3.5. Subjective Measurements of Appetite
A transient pattern of decreased hunger and prospective food consumption ratings occurred at 10 min post drink ingestion followed by a gradual increase thereafter for all trials. Furthermore, consistent with the above, fullness ratings transiently increased at 10 min post ingestion then gradually decreased thereafter. No effect of trial (p = 0.337), an effect of time tending to significance (p = 0.091), and no interaction effect (p = 0.492), were present for hunger ratings (Figure 4a). For fullness ratings, no effects of trial (p = 0.455), time (p = 0.106), or interaction (p = 0.288), were present (Figure 4b). No main effect of trial (p = 0.652) or interaction effect (p = 0.430) was present for prospective food consumption, but a main effect of time (p = 0.001) was seen (Figure 4c). An effect of time was indicated for trial G with 20 min tending to be lower than 60 min (p = 0.078). An effect of time also tended to significance for C (p = 0.051).
4. Discussion
The ingestion of glucose and the ingestion of fructose resulted in respective increases in blood glucose and blood fructose concentration in a dose-related fashion with peak concentrations being attained at 30 min by the glucose alone and fructose alone trials, correspondingly. The similar sucrose and combined solutions resulted in comparable blood glucose and blood fructose concentration responses. Whilst the ingestion of glucose alone resulted in no changes to blood fructose concentration, the ingestion of fructose alone saw a significant increase in blood glucose above water control values at 30 min. This can be explained by the evidence that a moderate amount of fructose undergoes conversion to glucose [19,20]. The ingestion of fructose alone resulted in a significantly lower blood glucose concentration than glucose alone ingestion at 20 min but no significantly lower overall (iAUC) blood glucose response. This result is therefore partially inconsistent with the findings of Kong et al. [3], although the large number of comparisons in this present study may have concealed any statistical difference. A significantly greater blood glucose response was seen with sucrose compared to fructose alone, however, suggesting an interaction of glucose co-ingestion that was not present with the mixed glucose-fructose ingestion. One possibility is the effect of lower osmolality in sucrose resulting in a faster gastric emptying rate and thus a greater increase in the blood glucose concentration. The blood glucose response to different sugars was mirrored by both insulin and GIP responses. However, the pattern of response for GLP-1 did not follow. It is thought that GLP-1 plays a more potent role in glucose-stimulated insulin release, but the results of this study potentially suggest a predominant role of the incretin GIP.
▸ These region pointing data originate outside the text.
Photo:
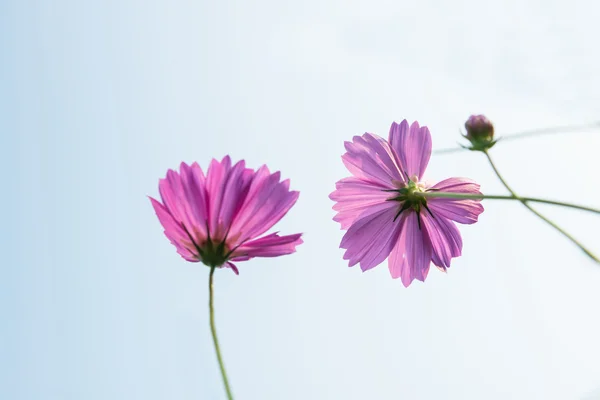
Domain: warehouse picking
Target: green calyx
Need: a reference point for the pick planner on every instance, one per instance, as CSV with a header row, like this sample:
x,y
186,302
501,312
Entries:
x,y
410,199
482,143
214,255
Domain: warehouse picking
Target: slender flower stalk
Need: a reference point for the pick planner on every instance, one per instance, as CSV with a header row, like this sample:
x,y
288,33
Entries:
x,y
449,195
213,330
542,217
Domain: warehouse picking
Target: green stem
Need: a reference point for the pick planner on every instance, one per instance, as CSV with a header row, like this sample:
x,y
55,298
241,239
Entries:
x,y
450,195
543,218
213,329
The ingestion of solutions containing fructose resulted in significant increases in blood lactate concentration at a faster rate than the ingestion of glucose alone. This increase in lactate concentration occurred even with the relatively small amount of fructose ingestion (18 g) within the S and C trials. Furthermore, the ingestion of sucrose, and combined glucose and fructose, resulted in similar iAUCs, compared to fructose ingestion alone, despite containing half of the amount of fructose. This may be due to a differential fate of fructose when co-ingested with glucose. The presence of glucose in the ingested solutions may have led to the preferential oxidation of glucose within the Krebs cycle, as well as the conversion to glycogen, thus limiting this pathway for fructose oxidation and resulting in greater lactate production. It is unlikely that this was due to reduced insulin action, which is reported to result in less pyruvate entering the mitochondria for oxidation and thus causing a corresponding increase of anaerobic metabolism to lactate [21], because insulin secretion following both S and C were pronounced in comparison to fructose. Another potential explanation is related to the observations that fructose absorption is augmented when ingested with glucose [22]. However, it is unlikely that the observed results were due to a greater or more efficient absorption of fructose when co-ingested with glucose, as serum fructose concentration increased significantly from baseline following fructose alone ingestion but not for the fructose-glucose solutions.
The ingestion of all four sugar solutions resulted in similar acylated ghrelin suppression, unlike the finding by Teff et al. [6] that fructose ingestion results in less suppression following fructose ingestion when compared to glucose ingestion. Furthermore, little difference between sugars was observed for GLP-1 response. This is in contrast to previous findings by Kong et al. [3] and Kuhre et al. [23] where participants were fed 75 g of sugar in both studies. Although it is noted that a potential limitation of the present study is that we measured total GLP-1, and not the specific active form GLP-17–36, the reported difference seen by Kuhre et al. [23] was also for total GLP-1, indicating the contrasting findings are likely due to the lower amount of sugar ingestion (36 g) in the present study. However, a marked difference between sugars was seen with GIP responses. The ingestion of fructose induced virtually no GIP response in contrast to the other sugar solutions, and was comparable to the effects of water. Although insulin concentrations significantly increased and then decreased following glucose and sucrose ingestion, whilst no significant changes over time was observed for fructose ingestion, there were no significant differences detected between sugars at different time-points or for the overall (iAUC) response. The insulin results are therefore inconsistent with those of previous studies that have shown significantly lower responses following fructose ingestion compared to glucose ingestion [3,4,5]. This may be due to the large number of comparisons in the present study masking any differences. Alternatively, this may have been due to the large standard deviations observed. The large inter-individual variability may be due to the differences in the body mass index of the participants, which ranged from normal to obese classifications. The range of participants utilised in this study is a limitation as insulin and metabolic responses may differ in participants with different levels of adiposity. However, as this study utilised a repeated measures design, each participant acted as their own control. In line with the absence of response differences in the gut-derived appetite hormones ghrelin and GLP-1, no subsequent difference or effect of sugar ingestion was observed for any of the appetite ratings.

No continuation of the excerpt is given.